I’ll make up my mind some day. 😄😄

Gear—rain pants

I originally started with a rain skirt/kilt and rain gaiters. They breath really well and kept me dry is some pretty hard rain on the Appalachian Trail.

It rains a lot on the AT. I paired them with waterproof hiking shoes/trail runners. I find my feet adjust to them, but your experience may be different.

I also tried Frogg Toggs rain pants I got from a hiker box. They tend to rip out. I’ve had DWR treated pants but never put them to the test.

Eventually I switched to full zip Eastern Mountain Sports rain pants. I wore them with my Packa. Thunderhead pants. I could unzip them from the top or the bottom and they are tough enough to handle rough trail.

Fully waterproof. Surprisingly they weighed less than the gaiter/rain skirt combination.

The bottom cuff worked just like a rain gaiter when I let it splay out and I was pleased with them.

On the PCT I switched to Versalite rain pants. They are lighter and work well as wind pants too (many people on the PCT use wind pants as rain gear too. I use my rain pants for wind gear).

They worked well for the conditions I dealt with on the 1600 miles we did though they trade off toughness for being half the weight or less.

For the AT the EMS pants were close to perfect, though I met a lot of people who used a rain coat and nothing or just a rain skirt or nothing and dealt with wet legs and feet.

That wasn’t my preference.

For the Pacific Crest Trail there is a lot less rain and a lot more wind. I’ve found that I’m pleased with the switch, though I’ve kept the EMS pants for when I revisit those conditions.

Bottom line:

  • Some people are happy with just a rain jacket and deal with wet legs and feet.
  • Some use DWR treated pants. I’m not sure about that—REI can’t make up their minds whether or not hiking pants should be DWR.
  • Some wear rain kilts or skirts. Those are light and ventilate well. Can be worn with or without rain gaiters.
  • Some wear the cheapest rain pants out there until they fall apart. Rinse and repeat.
  • Others use real waterproof rain pants. Full zip (can be unzipped top or bottom) work the best.
  • Finally, some use lighter rain/wind pants. Versalite, Visp and other brands.

All have trade-offs and your final choice is a matter of your own taste and metrics.

Next. Probably gloves.

Or shorts.

There are a lot of gloves and mittens out there.

Gear—backpacking towels

More than forty years ago I was out with my aunt and uncle at a campground that turned out to have free showers.
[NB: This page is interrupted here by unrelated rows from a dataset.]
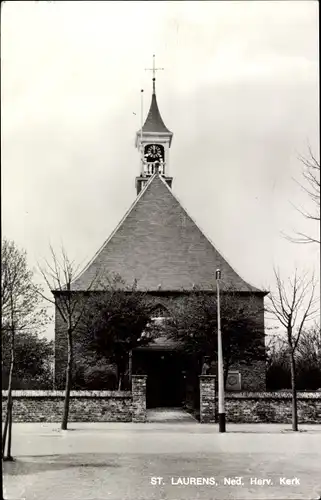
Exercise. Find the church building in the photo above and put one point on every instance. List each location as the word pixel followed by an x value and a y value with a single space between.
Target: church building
pixel 158 244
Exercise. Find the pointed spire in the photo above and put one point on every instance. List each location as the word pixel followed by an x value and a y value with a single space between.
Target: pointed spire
pixel 154 122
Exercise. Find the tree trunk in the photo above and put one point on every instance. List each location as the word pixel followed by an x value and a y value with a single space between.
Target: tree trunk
pixel 294 394
pixel 9 397
pixel 120 379
pixel 9 456
pixel 64 422
pixel 130 367
pixel 226 369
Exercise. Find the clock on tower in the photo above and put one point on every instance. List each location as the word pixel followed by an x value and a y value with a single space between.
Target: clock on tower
pixel 154 152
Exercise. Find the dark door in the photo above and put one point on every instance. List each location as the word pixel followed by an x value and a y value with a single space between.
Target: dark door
pixel 165 382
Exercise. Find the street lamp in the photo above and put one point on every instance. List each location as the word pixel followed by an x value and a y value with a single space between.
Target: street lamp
pixel 221 405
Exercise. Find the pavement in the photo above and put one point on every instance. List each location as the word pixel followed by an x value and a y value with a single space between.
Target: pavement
pixel 163 461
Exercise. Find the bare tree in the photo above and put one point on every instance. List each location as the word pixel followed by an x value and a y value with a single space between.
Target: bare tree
pixel 293 304
pixel 310 184
pixel 70 305
pixel 193 324
pixel 21 313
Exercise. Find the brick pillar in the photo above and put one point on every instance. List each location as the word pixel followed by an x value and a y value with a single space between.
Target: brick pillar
pixel 139 398
pixel 207 399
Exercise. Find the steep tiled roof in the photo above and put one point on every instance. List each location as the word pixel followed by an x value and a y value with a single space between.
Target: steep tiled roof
pixel 158 244
pixel 154 122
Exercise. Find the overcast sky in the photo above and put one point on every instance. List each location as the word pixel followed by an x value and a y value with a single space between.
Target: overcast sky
pixel 240 91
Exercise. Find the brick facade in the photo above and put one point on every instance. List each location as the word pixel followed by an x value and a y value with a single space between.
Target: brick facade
pixel 85 406
pixel 253 375
pixel 254 407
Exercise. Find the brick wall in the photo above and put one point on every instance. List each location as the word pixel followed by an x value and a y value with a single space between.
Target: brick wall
pixel 253 407
pixel 85 406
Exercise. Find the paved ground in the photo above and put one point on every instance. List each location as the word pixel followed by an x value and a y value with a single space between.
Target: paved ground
pixel 119 462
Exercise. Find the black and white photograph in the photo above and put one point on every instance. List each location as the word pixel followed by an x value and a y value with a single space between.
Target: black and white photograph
pixel 160 250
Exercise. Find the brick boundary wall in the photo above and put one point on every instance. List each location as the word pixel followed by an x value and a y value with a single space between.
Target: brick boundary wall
pixel 85 406
pixel 272 407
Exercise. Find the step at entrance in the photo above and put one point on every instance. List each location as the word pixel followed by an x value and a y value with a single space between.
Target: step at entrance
pixel 170 415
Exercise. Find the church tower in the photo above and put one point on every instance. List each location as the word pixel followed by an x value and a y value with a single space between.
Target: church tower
pixel 153 141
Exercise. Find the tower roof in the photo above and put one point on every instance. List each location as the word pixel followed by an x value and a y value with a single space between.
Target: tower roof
pixel 154 122
pixel 159 245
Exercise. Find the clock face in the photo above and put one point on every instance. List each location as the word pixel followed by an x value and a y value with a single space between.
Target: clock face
pixel 154 152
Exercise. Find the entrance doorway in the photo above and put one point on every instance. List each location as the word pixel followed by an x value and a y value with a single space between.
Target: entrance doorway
pixel 166 377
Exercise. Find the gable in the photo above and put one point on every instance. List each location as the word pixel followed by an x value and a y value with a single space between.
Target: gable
pixel 159 245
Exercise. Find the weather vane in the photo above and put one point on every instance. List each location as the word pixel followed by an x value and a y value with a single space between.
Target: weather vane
pixel 154 69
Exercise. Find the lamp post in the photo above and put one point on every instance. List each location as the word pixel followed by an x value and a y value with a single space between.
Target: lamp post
pixel 221 405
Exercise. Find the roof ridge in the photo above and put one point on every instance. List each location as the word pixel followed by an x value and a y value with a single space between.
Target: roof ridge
pixel 205 236
pixel 116 228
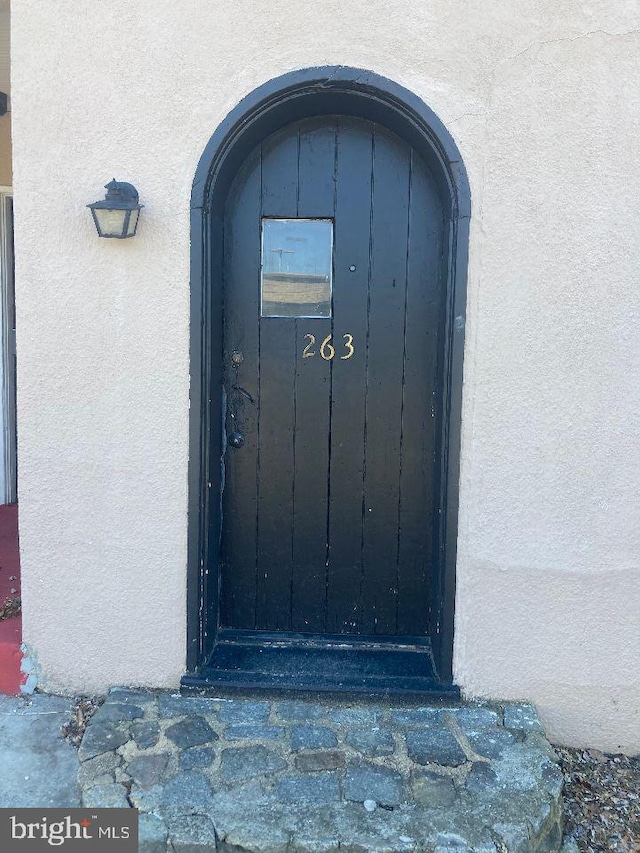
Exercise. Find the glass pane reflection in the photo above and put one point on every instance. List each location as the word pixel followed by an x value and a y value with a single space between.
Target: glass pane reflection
pixel 296 267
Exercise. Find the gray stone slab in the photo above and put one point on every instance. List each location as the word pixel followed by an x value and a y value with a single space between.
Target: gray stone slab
pixel 299 712
pixel 173 705
pixel 522 717
pixel 36 703
pixel 186 793
pixel 116 712
pixel 433 790
pixel 148 770
pixel 112 796
pixel 254 731
pixel 383 786
pixel 514 836
pixel 473 719
pixel 491 743
pixel 38 769
pixel 197 756
pixel 237 711
pixel 308 789
pixel 434 746
pixel 146 734
pixel 311 762
pixel 371 742
pixel 241 763
pixel 312 737
pixel 269 797
pixel 147 799
pixel 191 731
pixel 482 778
pixel 359 716
pixel 130 695
pixel 192 834
pixel 152 834
pixel 99 770
pixel 102 737
pixel 418 716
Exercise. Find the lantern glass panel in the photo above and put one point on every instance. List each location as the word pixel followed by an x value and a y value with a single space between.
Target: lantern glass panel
pixel 110 222
pixel 133 221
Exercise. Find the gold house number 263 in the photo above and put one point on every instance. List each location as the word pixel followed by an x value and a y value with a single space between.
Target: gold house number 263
pixel 327 349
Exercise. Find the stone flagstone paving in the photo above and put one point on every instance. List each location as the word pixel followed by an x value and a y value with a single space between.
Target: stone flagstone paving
pixel 234 775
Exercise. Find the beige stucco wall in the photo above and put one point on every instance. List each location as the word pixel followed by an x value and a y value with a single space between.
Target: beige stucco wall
pixel 543 99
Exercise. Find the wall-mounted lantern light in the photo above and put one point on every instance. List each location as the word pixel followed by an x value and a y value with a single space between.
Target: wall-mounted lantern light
pixel 117 214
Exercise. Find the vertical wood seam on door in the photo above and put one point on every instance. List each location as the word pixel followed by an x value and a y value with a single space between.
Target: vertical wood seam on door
pixel 258 404
pixel 325 615
pixel 404 364
pixel 366 373
pixel 295 412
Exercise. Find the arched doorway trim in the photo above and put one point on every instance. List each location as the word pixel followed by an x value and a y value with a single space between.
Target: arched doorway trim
pixel 293 96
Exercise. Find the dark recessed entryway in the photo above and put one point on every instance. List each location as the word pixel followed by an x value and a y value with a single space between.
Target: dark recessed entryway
pixel 329 254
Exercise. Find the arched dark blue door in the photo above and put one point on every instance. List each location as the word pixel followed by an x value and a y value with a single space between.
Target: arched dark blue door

So I had a great shower.

Since I hadn’t known about the showers in advance I dried off with a small hand towel and it worked really well.

30 towels for $9.97

When I started backpacking again, microfiber towels were the rage. But they were circa $30 which seemed a bit much, so I went with a Dollar General wash cloth

Still under $2.00 a towel

I found that for general use a wash cloth is about perfect. Small, light and microfiber dries out quickly.

It works well for a cat bath, to take excess moisture off or for when you find a free public shower or a mountain lake.

Microfiber fabric works better as a small towel than cotton does for a backpacker. It grabs water better and dries faster. The down side is that it doesn’t scrub as well.

The pricier options

But what is better, the small towels and washcloths sell for about a dollar each and are found at any hardware store or Costco. I am a huge fan of inexpensive and easy to find gear.

My free microfiber washcloth

Best, they are often given away for free at hardware stores. That is what I’m using right now. A free one from a hardware store. Who doesn’t love free?

My advice is to get a dollar’s worth of microfiber from a dollar store and try out a microfiber washcloth at home. Around the house I prefer cotton, though microfiber has a growing following for normal household use. Microfiber is lighter, dries faster and works better on the trail.

You can try one out after showering to get a feel for how it works and how well they last. My wife’s did the Appalachian Trail and 1600 miles on the PCT and is going strong.

From the dollar store you can get it for a lot less than thirty dollars or so one will cost from an outfitter.

(Yes. I do have one of the pricy ones somewhere in my gear I’m not using. It was a gift from another backpacker who had decided to move on to a smaller and lighter version. No surprise, so have I).